The problem in this case relates to proof of additional damages in the fraud cause of action. In order to establish damages for fraud, plaintiff was required to show that the condition caused by the malpractice could have been corrected or alleviated (see, supra). Here, it appears that the malpractice could have been alleviated if defendant had disclosed to plaintiff that he had failed to timely file any required notice of claim and plaintiff could have then obtained a new attorney who could have secured permission to file a late claim within the allotted time (see, General Municipal Law § 50-e [5]). However, the damages for the failure to do this are the value of the claim lost, i.e., the negligence claim. Thus, as the damages sustained by virtue of a fraud must be different or *712additional to those sustained by virtue of any malpractice (see, Harkin v Culleton, 156 AD2d 19, 21, 25, supra; see also, Simcuski v Saeli, supra, at 452-454), and the fraud damages here are the same, plaintiffs fraud claim cannot be maintained (see, supra). We make this assessment even as we construe the complaint liberally in favor of plaintiff on this motion to dismiss (see, Carp v Marcus, 112 AD2d 546).

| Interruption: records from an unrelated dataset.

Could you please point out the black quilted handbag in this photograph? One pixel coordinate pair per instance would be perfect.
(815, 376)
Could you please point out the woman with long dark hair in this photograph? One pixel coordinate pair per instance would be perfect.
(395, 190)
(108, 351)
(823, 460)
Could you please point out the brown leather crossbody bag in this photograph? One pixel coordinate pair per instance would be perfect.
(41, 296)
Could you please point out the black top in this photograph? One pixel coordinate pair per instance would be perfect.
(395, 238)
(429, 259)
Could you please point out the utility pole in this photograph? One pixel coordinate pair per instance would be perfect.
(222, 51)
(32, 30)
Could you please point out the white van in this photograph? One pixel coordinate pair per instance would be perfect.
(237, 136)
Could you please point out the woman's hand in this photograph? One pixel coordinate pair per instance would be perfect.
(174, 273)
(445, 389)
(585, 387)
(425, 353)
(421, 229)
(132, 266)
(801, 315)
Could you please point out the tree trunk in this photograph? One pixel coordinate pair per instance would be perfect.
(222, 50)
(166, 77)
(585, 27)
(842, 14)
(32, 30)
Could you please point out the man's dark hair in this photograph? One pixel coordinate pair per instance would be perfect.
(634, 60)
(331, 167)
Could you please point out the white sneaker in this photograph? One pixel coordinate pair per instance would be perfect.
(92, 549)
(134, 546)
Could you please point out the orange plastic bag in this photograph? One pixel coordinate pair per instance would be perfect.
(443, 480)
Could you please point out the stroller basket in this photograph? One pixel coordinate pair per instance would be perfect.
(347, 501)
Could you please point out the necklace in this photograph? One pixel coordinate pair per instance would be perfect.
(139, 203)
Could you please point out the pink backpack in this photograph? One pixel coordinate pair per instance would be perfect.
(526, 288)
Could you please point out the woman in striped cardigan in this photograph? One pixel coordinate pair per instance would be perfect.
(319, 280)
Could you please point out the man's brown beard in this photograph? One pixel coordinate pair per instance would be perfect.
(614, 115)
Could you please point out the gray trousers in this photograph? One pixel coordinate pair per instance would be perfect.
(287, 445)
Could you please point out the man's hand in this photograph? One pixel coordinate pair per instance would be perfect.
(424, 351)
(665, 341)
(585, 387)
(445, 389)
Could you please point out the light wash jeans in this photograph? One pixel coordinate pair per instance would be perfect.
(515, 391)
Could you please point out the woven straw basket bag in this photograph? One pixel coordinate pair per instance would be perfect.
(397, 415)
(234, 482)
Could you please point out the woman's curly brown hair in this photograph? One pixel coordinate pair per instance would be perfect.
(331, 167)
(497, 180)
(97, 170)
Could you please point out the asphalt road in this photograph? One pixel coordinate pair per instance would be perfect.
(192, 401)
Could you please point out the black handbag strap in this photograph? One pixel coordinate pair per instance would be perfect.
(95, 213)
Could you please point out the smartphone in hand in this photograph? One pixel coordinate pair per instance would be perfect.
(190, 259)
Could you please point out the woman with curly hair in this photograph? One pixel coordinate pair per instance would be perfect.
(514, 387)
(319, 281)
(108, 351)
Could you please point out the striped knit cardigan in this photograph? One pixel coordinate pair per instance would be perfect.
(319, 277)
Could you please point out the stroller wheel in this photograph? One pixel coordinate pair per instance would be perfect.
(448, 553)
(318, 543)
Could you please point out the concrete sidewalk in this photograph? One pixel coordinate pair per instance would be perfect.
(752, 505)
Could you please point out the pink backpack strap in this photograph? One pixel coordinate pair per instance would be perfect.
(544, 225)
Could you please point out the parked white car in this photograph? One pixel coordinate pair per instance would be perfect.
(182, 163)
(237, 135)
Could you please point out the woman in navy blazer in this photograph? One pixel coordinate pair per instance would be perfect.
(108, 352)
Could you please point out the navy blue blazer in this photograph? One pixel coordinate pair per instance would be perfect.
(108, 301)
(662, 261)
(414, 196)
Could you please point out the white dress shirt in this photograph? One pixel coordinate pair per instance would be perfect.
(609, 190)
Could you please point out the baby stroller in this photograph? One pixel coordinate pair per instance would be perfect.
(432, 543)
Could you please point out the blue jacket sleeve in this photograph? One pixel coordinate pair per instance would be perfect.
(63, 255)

Finally, we reject defendant’s claim that Supreme Court erred in not ordering an immediate pretrial hearing on whether the doctrines of equitable estoppel and continuous treatment are operable here to bar defendant from asserting the Statute of Limitations as a defense. Under CPLR 3211 (c), the authority to order an immediate hearing in advance of trial is a matter left to the sound discretion of the trial court (see, Von Thaden v Groves & Sons Co., 97 AD2d 677, 678; see also, De Vore v Osborne, 78 AD2d 915, 916). Here, there is no showing that Supreme Court abused its discretion in this regard.
Order modified, on the law, without costs, by reversing so much thereof as denied defendant’s motion to dismiss plaintiff’s second cause of action and granted plaintiff’s cross motion for an order directing defendant to serve an answer to the second cause of action; motion granted, cross motion denied and said cause of action dismissed; and, as so modified, affirmed. Weiss, Mikoll and Mercure, JJ., concur.